Господин Шпинель запечатал конверт, наклеил марку, изящным почерком написал адрес и отправил письмо на почту.

* * *

С видом человека, решившегося на самые энергичные действия, господин Клетериан стучался в дверь господина Шпинеля; в руках он держал большой лист бумаги, исписанный аккуратным почерком. Почта сделала свое дело, письмо пошло положенным ему путем и, совершив странное путешествие из „Эйнфрида“ в „Эйнфрид“, попало „в собственные руки“ адресата. Было четыре часа дня.

Когда господин Клетериан вошел в комнату, господин Шпинель сидел на диване и читал свой собственный роман с в высшей степени странным рисунком на обложке. Он поднялся и, как человек, застигнутый врасплох, вопросительно взглянул на посетителя, сильно при этом покраснев.

— Добрый день, — сказал господин Клетериан. — Извините, что я помешал вашим занятиям. Но позвольте спросить — не вы ли это писали? — Он поднял левую руку, державшую большой, исписанный аккуратным почерком лист бумаги и хлопнул по нему тыльной стороной правой ладони, отчего бумага громко зашуршала. Затем он засунул правую руку в карман своих широких, удобных брюк, склонил голову набок и раскрыл рот, как бы приготовившись слушать.
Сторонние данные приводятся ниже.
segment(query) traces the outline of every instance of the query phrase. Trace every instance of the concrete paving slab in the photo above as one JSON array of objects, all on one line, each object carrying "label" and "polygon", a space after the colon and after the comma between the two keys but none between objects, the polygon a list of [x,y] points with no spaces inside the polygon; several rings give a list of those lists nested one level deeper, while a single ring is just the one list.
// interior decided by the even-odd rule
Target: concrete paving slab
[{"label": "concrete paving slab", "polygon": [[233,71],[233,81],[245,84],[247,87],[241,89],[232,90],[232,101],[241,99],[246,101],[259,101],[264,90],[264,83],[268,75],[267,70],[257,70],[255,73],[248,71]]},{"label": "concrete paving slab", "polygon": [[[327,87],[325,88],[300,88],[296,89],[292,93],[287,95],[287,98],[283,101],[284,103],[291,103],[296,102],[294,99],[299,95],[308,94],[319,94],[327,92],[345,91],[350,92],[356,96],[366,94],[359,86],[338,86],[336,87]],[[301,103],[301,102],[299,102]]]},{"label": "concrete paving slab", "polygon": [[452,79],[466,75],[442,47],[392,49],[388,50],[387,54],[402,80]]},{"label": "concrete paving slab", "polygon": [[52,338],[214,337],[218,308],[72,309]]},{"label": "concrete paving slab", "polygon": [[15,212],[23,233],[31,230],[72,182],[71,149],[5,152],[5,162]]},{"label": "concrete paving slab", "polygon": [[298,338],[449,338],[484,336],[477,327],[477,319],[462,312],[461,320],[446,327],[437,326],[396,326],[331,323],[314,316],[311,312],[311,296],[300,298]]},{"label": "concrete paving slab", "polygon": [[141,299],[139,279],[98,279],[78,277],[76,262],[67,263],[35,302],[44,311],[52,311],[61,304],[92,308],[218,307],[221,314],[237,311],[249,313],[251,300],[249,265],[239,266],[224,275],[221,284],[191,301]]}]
Как ни странно, но на лице господина Шпинеля появилась улыбка, предупредительная, немного смущенная и как бы извиняющаяся. Он потер рукой голову, словно что-то припоминая, и сказал:

— Ах, верно… да… я позволил себе…

Дело было в том, что сегодня он дал себе волю и проспал до полудня. Теперь он страдал от угрызений совести, голова у него кружилась, он чувствовал себя взвинченным и не способным ни на какое сопротивление. К тому же веянье весеннего воздуха вызвало у него слабость и настроило его на пессимистический лад. Все это нужно принять во внимание, чтобы объяснить его весьма нелепое поведение в разыгравшейся сцене.